Persist state information using a StateMachine in Spring Boot - spring-boot

I am working on project where we use a state machine to realize a workflow. I am having some troubles getting warm with what was put in place, and I would like to see if there may be a better design/implementation to my problem.
I will try to show what we have at the moment.
Please ignore process_agent at the moment, I would like to focus on process_state only for the beginning.

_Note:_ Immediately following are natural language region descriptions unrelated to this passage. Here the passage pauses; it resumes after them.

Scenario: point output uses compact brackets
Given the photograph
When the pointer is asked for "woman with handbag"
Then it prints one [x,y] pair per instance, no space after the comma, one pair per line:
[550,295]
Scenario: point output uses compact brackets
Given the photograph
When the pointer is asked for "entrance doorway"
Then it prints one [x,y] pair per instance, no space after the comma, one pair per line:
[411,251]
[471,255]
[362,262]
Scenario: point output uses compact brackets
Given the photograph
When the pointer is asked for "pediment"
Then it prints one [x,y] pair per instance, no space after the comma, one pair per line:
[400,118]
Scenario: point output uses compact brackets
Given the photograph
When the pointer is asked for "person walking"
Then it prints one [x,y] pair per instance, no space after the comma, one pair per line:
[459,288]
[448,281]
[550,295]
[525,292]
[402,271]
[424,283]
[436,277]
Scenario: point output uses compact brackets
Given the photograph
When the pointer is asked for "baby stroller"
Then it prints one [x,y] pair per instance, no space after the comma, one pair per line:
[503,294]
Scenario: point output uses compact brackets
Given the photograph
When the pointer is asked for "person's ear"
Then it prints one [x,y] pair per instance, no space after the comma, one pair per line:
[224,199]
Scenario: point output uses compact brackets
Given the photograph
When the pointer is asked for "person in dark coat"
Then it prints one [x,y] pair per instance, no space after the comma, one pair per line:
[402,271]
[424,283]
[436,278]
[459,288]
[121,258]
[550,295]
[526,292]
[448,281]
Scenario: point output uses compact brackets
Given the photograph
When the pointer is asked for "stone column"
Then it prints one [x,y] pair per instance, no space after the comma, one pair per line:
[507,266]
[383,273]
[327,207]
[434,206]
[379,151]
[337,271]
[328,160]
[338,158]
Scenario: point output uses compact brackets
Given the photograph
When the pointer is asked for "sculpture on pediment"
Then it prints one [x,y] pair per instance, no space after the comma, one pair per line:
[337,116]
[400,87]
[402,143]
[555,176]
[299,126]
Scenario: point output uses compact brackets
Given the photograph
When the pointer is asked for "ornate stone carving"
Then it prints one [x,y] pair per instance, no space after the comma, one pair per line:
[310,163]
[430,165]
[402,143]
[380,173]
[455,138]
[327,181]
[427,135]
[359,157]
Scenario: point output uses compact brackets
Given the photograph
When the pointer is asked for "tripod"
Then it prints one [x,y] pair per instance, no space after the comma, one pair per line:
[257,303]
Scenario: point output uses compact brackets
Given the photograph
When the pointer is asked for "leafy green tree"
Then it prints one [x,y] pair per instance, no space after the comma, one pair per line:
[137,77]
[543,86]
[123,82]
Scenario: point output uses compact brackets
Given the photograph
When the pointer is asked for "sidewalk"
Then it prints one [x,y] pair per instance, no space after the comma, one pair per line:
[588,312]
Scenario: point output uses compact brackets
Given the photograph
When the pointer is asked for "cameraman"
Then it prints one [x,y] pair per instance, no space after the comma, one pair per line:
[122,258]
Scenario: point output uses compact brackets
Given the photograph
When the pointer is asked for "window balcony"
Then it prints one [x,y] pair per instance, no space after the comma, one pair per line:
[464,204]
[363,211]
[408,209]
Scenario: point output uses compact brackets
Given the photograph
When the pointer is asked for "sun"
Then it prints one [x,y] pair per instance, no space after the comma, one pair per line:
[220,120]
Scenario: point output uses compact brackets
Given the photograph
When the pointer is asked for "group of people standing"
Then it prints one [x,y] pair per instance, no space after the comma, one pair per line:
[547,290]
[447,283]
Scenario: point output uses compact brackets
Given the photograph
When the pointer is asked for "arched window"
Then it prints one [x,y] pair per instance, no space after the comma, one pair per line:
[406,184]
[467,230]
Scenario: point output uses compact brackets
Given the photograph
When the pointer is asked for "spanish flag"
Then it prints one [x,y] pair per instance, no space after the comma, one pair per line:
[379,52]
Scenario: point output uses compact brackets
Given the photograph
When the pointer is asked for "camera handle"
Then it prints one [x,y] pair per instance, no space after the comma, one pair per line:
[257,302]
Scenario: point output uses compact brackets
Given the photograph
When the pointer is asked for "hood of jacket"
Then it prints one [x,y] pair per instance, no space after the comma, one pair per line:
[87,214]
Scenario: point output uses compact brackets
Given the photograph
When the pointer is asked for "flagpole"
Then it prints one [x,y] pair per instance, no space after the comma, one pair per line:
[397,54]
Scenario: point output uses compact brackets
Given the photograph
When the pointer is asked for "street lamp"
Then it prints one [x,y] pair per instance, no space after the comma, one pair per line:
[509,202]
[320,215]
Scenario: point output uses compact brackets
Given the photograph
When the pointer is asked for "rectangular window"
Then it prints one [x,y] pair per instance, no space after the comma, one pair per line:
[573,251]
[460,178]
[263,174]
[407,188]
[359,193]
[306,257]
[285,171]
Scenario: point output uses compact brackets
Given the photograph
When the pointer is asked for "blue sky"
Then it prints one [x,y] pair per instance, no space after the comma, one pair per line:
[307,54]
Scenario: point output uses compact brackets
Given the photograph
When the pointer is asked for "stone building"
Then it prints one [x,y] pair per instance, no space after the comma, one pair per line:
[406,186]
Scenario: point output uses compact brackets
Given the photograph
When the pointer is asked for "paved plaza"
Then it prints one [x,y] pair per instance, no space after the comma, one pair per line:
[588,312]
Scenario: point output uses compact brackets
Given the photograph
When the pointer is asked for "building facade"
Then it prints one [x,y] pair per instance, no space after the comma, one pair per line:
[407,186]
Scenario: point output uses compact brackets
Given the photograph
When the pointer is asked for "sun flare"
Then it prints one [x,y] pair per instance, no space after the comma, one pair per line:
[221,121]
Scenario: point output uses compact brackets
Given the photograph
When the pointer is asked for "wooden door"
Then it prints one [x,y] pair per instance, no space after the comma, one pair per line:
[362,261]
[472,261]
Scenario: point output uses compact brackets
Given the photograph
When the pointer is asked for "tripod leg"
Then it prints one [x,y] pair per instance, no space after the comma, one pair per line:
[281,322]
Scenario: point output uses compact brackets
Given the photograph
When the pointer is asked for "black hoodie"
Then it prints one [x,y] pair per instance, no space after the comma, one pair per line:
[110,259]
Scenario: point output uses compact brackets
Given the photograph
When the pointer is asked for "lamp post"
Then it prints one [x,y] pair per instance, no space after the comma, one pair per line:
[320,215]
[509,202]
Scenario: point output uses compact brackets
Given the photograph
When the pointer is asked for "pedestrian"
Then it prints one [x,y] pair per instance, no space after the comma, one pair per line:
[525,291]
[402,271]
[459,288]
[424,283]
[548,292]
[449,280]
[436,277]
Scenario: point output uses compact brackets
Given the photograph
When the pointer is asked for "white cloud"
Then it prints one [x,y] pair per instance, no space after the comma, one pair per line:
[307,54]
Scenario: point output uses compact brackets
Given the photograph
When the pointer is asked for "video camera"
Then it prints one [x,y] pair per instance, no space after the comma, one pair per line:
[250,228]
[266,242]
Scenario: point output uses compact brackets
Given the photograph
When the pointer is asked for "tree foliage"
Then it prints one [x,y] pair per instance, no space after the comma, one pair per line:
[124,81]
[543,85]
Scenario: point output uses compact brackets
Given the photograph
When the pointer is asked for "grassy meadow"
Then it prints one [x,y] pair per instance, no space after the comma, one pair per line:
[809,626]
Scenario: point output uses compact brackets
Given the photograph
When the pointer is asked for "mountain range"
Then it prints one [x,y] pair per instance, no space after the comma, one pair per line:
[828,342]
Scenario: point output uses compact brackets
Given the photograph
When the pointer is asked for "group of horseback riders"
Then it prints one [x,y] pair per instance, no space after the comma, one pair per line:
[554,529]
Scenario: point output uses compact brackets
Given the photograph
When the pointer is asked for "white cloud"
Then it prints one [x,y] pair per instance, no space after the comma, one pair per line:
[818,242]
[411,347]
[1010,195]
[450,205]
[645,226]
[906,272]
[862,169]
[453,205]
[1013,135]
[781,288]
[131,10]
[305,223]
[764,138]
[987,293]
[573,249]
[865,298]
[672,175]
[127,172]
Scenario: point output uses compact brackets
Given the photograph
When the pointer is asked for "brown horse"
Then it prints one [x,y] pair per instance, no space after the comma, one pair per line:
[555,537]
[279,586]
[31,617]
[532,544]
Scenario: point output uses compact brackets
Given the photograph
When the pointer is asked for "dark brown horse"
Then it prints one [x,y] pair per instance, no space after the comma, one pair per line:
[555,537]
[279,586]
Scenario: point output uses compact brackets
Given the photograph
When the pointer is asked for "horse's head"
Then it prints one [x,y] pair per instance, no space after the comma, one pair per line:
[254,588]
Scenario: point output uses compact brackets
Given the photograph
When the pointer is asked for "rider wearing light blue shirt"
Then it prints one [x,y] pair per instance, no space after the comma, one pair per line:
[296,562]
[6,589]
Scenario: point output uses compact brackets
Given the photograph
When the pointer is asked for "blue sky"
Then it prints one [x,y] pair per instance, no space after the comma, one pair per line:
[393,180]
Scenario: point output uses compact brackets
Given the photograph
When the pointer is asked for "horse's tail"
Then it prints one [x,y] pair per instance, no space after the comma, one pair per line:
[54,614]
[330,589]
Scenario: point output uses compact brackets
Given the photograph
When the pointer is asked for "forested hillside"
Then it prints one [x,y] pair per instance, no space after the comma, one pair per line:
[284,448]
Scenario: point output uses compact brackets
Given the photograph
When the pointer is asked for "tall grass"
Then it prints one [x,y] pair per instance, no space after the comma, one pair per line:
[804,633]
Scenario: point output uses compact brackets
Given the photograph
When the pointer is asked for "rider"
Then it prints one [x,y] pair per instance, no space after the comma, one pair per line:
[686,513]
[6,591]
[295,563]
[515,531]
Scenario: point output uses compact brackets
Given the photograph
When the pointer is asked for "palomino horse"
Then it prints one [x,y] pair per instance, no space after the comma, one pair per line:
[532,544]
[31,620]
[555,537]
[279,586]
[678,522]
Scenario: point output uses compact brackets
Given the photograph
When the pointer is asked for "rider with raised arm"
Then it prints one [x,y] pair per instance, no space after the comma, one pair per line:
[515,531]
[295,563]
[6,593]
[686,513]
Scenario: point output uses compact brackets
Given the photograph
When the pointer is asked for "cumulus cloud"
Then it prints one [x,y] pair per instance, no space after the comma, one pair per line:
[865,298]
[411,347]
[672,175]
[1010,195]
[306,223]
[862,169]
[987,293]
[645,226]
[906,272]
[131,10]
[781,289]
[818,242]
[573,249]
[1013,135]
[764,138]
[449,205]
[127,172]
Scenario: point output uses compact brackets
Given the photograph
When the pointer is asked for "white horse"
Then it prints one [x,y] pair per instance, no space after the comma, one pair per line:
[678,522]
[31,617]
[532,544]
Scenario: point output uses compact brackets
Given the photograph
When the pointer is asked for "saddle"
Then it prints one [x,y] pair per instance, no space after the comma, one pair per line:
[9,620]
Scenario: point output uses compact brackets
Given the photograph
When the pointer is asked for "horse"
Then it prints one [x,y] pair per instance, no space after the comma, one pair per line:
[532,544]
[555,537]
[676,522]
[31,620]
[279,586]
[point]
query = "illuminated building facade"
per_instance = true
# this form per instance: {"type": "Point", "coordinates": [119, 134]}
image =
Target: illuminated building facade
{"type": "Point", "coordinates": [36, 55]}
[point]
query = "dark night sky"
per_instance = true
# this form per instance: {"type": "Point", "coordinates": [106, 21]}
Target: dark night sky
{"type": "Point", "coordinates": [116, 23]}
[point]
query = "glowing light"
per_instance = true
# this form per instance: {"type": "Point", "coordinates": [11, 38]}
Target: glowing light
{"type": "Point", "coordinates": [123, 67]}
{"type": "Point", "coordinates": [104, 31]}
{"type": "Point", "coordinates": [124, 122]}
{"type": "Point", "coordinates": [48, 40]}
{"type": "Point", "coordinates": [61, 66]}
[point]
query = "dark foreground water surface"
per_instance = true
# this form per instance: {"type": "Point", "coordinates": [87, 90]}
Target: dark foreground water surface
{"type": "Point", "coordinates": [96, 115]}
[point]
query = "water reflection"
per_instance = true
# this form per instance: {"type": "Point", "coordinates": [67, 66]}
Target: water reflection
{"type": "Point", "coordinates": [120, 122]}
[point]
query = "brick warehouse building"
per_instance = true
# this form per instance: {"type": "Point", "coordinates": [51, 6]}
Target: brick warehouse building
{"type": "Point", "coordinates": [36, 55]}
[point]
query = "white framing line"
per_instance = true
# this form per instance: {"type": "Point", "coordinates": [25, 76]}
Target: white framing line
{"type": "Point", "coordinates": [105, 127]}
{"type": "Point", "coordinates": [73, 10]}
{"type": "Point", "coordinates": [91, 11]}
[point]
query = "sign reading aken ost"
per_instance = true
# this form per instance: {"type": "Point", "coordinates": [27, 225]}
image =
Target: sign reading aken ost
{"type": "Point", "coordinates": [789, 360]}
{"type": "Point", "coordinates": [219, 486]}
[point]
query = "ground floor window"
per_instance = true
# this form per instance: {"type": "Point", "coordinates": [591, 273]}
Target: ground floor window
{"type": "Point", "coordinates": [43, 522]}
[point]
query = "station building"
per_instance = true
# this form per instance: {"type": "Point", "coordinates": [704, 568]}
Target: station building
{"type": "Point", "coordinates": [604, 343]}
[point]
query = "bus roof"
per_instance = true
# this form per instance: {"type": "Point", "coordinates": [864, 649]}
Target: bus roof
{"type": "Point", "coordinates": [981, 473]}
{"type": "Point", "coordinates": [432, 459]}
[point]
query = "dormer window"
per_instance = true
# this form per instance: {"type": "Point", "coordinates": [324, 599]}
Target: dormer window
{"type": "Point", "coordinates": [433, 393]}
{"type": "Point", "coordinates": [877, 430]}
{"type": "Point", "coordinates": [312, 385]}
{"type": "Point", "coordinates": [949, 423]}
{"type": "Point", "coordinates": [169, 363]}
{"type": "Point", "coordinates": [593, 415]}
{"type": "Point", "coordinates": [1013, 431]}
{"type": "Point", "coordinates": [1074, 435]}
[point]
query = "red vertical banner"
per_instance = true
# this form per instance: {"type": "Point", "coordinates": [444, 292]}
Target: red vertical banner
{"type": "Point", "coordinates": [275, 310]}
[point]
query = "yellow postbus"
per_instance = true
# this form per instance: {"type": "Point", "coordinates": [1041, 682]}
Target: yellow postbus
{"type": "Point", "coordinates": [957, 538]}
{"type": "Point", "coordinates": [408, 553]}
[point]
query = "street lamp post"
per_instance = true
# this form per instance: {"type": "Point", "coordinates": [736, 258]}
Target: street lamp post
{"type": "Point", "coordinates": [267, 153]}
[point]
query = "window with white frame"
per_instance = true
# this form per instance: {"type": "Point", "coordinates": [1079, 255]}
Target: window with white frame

I simply want to create a process and the state machine shall immediately transition from CREATED to ASSIGNED and persist that state in the Entity table (by default I would simply set the current user as the agent for the time being).
There is a table Entity with two information: process_agent and process_state
There are only three States for the moment, defined as Enums: CREATED, ASSIGNED and IN_PROCESS
There are only two Events at the moment, defined as Enums: ASSIGN_TO_AGENT and START_PROCESS
There is an endpoint in the controller for the creation of a process that simply hands over to the service:
// In the Controller
// mapper is a MapStruct mapper, it simply copies fields from view to entity and vice versa
ResponseEntity<EntityView> create(#RequestBody final EntityView view) {
final Entity createdEntity = service.create(entityView);
final EntityView createdEntityView = mapper.toView(createdEntity); //map the entity to its view
return status(CREATED).body(createdEntityView);
}
// In the Service
// mapper is a MapStruct mapper, it simply copies fields from view to entity and vice versa
// stateHandler is a custom class to handle an event, see below
Entity entity = new Entity();
mapper.updateFromView(entityView, entity);
entity.setInitState(CREATED);
final Message<Event> message = MessageBuilder.withPayload(Event.ASSIGN_TO_AGENT).setHeader("ENTITY_HEADER", entity);
stateHandler.handleEvent(message);
entity.setProcessAgent(...get the current user's id somehow...);
...
return entity;
StateHandler handles the event messaging. That is the part that I find difficult and feel I should question. One basically gets a state machine, resets it to the given state and runs it in order to intercept a transition; once intercepted the new target state is persisted to the table of the entity:
// stateMachineFactory is auto wired into the state handler
// repository is auto wired in the state handler
public void handleEvent(final Message<Event> message) {
final Entity entity = message.getHeaders().get("ENTITY_HEADER", Entity.class);
final State currentState = entity.getProcessState();
StateMachine<State, Event> machine = stateMachineFactory.getStateMachine();
machine.getStateMachineAccessor().doWithAllRegions(accessor -> accessor.resetStateMachine(
new DefaultStateMachineContext<State, Event>(currentState, null, null, null, null)
));
machine.getStateMachineAccessor().doWithAllRegions(accessor -> accessor.addStateMachineInterceptor(
#Override
public StateContext<State, Event> postTransition(final StateContext<State, Event> stateContext) {
final Entity entity1 = stateContext.getMessage().getHeaders.get("ENTITY_HEADER", Entity.class);
if (entity != null) {
entity1.setState(stateContext.getTarget().getId());
repository.save(entity1);
return stateContext;
}
// if entity is null then throw exception
... omitted exception handling
}
);
log.debug("Starting state machine to process [{}]", entity);
stateMachine.start();
stateMachine.sendEvent(message);
stateMachine.stop();
}
For completeness the following StateMachineConfig:
#Override
public void configure(final StateMachineConfigurationConfigurer<State, Event> config) throws Exception {
config.withConfiguration()
.autoStartup(false);
}
#Override
public void configure(final StateMachineStateConfigurer<State, Event> sates) throws Exception {
states.withStates()
.initial(State.CREATED)
.states(EnumSet.allOf(State.class));
}
#Override
public void configure(final StateMachineTransitionConfigurer<State, Event> transitions) throws Exception {
transitions.withExternal()
.source(State.CREATED)
.target(State.ASSIGNED)
.event(Event.ASSIGN_TO_AGENT)
.and()
.withExternal()
.source(State.ASSIGNED)
.target(State.IN_PROCESS)
.event(Event.START_PROCESS);
}
I hope I could be as complete as possible. Please let me know if there are any clarifications needed.
My question is: Is there a better design to implement this state machine, or is what one can see here a reasonable approach ?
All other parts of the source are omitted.